Como suele suceder ante cada situación que se plantea en el ámbito que sea, hay diferentes reacciones que dependen de muchos factores, en este caso también, y va desde quienes sostienen algunas teorías conspirativas lo cual los lleva a rechazar todo tipo de medidas, pasando por aquellos que creen que todas estas recomendaciones sanitarias son una manera de imposición y restricción a la libertad personal, los que valoran las medidas pero tratan de buscar alternativas para reducir el impacto económico, y en otro extremo los que las comprenden y asumen plenamente aun cuando les afecten en los personal, familiar y laboral, e inclusive hasta encuentran el lado positivo a las mismas.

No obstante estas diferentes reacciones que forman parte de nuestra realidad, es importante que más allá de la visión personal de cada uno, podamos poner por encima la mirada en el bien común, lo cual a veces no es tan fácil, pero en este caso tal vez sea mucho más crítico poder hacerlo, por el impacto que tiene.

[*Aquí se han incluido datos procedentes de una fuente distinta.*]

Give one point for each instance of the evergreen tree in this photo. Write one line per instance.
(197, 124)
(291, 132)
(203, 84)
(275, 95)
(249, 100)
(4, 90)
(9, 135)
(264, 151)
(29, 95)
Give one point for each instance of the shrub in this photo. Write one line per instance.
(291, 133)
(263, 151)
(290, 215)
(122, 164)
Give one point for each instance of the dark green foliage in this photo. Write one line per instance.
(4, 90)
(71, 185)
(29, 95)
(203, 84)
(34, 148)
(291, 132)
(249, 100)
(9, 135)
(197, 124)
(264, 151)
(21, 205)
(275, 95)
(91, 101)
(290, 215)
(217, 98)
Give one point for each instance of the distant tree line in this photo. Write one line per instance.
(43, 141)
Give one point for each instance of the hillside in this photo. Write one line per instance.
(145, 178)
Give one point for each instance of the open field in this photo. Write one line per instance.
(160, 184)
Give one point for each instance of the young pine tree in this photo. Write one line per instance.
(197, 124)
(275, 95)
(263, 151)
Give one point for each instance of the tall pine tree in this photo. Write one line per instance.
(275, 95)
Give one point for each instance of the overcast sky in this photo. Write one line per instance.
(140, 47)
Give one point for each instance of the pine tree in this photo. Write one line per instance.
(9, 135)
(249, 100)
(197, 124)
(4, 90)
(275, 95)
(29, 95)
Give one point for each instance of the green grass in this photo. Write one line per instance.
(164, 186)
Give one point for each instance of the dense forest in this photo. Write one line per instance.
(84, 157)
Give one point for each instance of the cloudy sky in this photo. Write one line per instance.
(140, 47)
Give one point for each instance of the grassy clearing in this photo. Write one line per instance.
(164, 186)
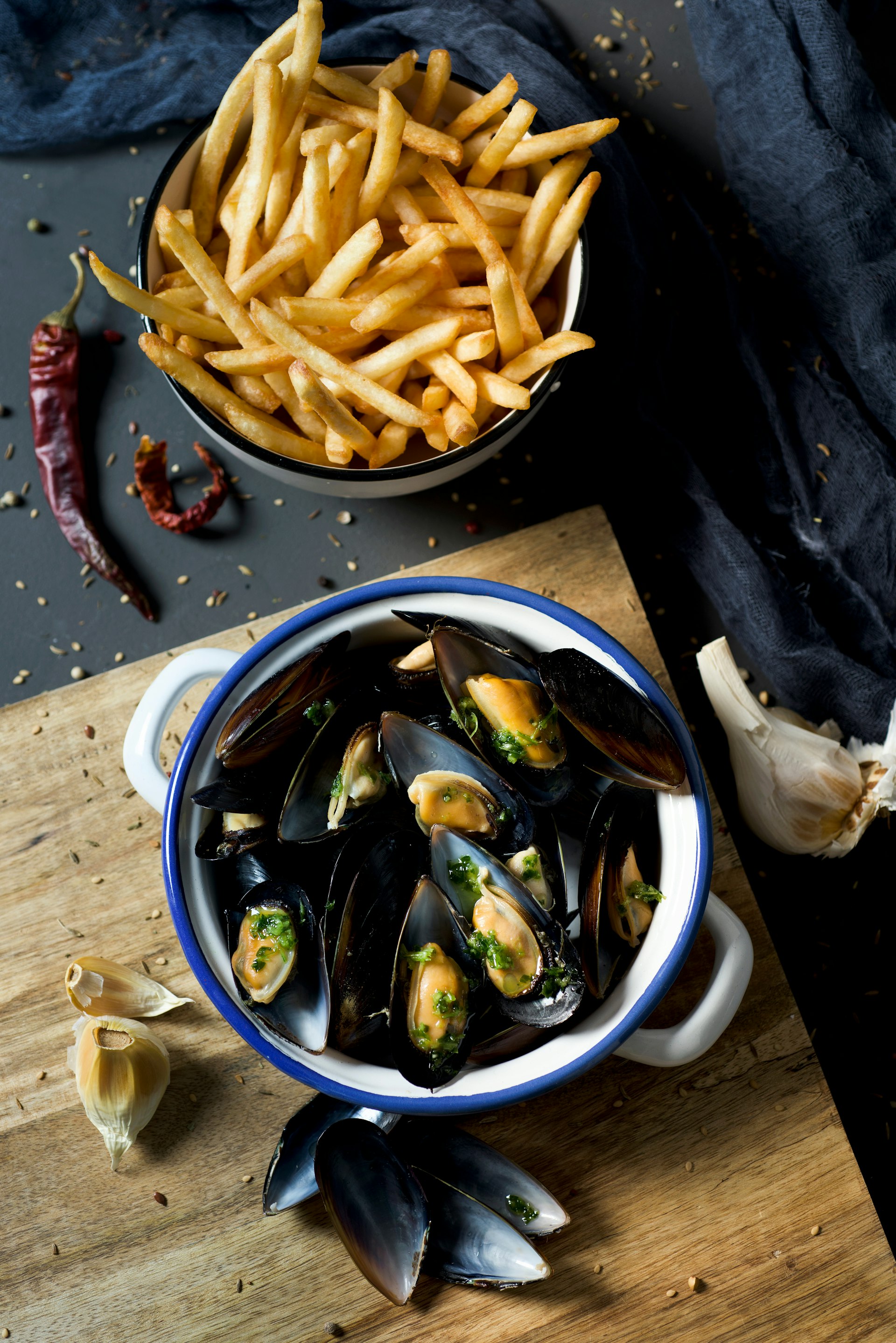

El acento más importante que tienen todas estas medidas es el cuidado, el cuidado de la salud, de los espacios, y este cuidado debemos entenderlo no como que tenemos que cuidarnos del otro, de que el otro pueda contagiarme, ya que esa actitud genera temor, desconfianza, ver al otro como un enemigo, una amenaza, un peligro e impacta en las relaciones de nuestra vida comunitaria; sino como el cuidado que hago yo, no sólo por mi, sino por los demás, es decir tomo todas las medidas de cuidado, no sólo para cuidarme, sino para cuidar al otro, a los demás, para cuidar a la comunidad, en una actitud responsable, comprometida, solidaria.

Esta actitud de cuidado, de cuidar al otro, no tienen que restringirse sólo al ámbito sanitario, sino que también tienen que movilizarnos sobre todo al cuidado a los más vulnerables, a los mayores, a los que tienen alguna condición de salud que los expone a mayores riesgos, a los que no tienen acceso a la cobertura de las necesidades más básicas; y es un cuidado que no sólo tiene que ser pasivo, sino que tiene que llevarnos a la acción, tiene que concretarse en la práctica.

Asumimos las medidas de cuidado sanitario, para cuidarnos y para cuidar al otro, y lo hacemos con responsabilidad, compromiso, solidaridad.